Star Wars Wednesday - Star Wars Architecture


It's not often that the two things I work on most often intersect directly - architecture and Star Wars - but every so often, something will crop up. This one is pretty unique - Lucasfilm's new Singapore building bears a not so passing, ultrasleek resemblance to a certain iconic vehicle from Star Wars.

The Sandcrawler.

There are a number of cool things about this design. Obviously, it starts with the overall form of the iconic front end of the sandcrawler, and turns it into a cool, sleek, metal and glass facade. When drawing inspiration from an easily recognizable form, there is always the risk of going too far, resulting in something more akin to a copy or homage. Buildings built like giant donuts or baskets are regarded (and are) cheesy. Even famous architects pull stunts like this, with mixed results.

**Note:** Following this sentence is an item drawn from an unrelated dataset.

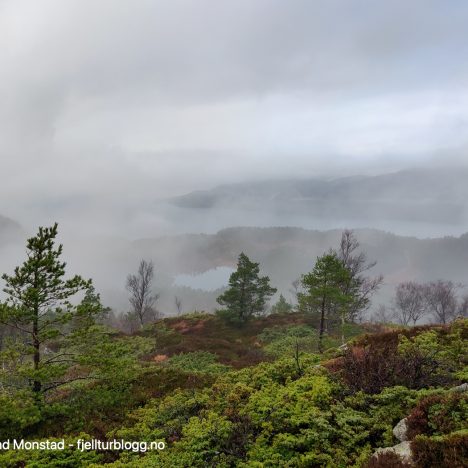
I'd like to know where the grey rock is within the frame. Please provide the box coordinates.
[393,418,408,442]
[373,441,413,463]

The sandcrawler works for me because:

  • It's a cool form in and of itself, and you need not know its original inspiration to consider it a successful building.
  • It's not a direct, slavish copy, but a sculptural take that transforms into a completely different form in from one end of the building to the other.
  • The cues from sandcrawler are abstracted, and only three are needed to complete the image: the front/bow prow, the floor raised above the ground, and a notch where the original entry ramp occurs.
  • If Lucasfilm ever moves out, the building still works for other purposes, which is more difficult to do if you have a basket for a building.

And the architecture world has taken notice with at least one award so far. You can see more here.

Of course, this actually isn't the first time the sandcrawler has inspired building designs. Check out these two and see how their translation from vehicle to building compare to the one above. The second is from a world-renowned architect.

You can see more examples of Star Wars and architecture here.

Oh, and remember a few weeks ago, I posted a bit about Star Wars: The Blueprints? See more examples of the drawings here. I'm not the only architect drawn to the product. So to speak.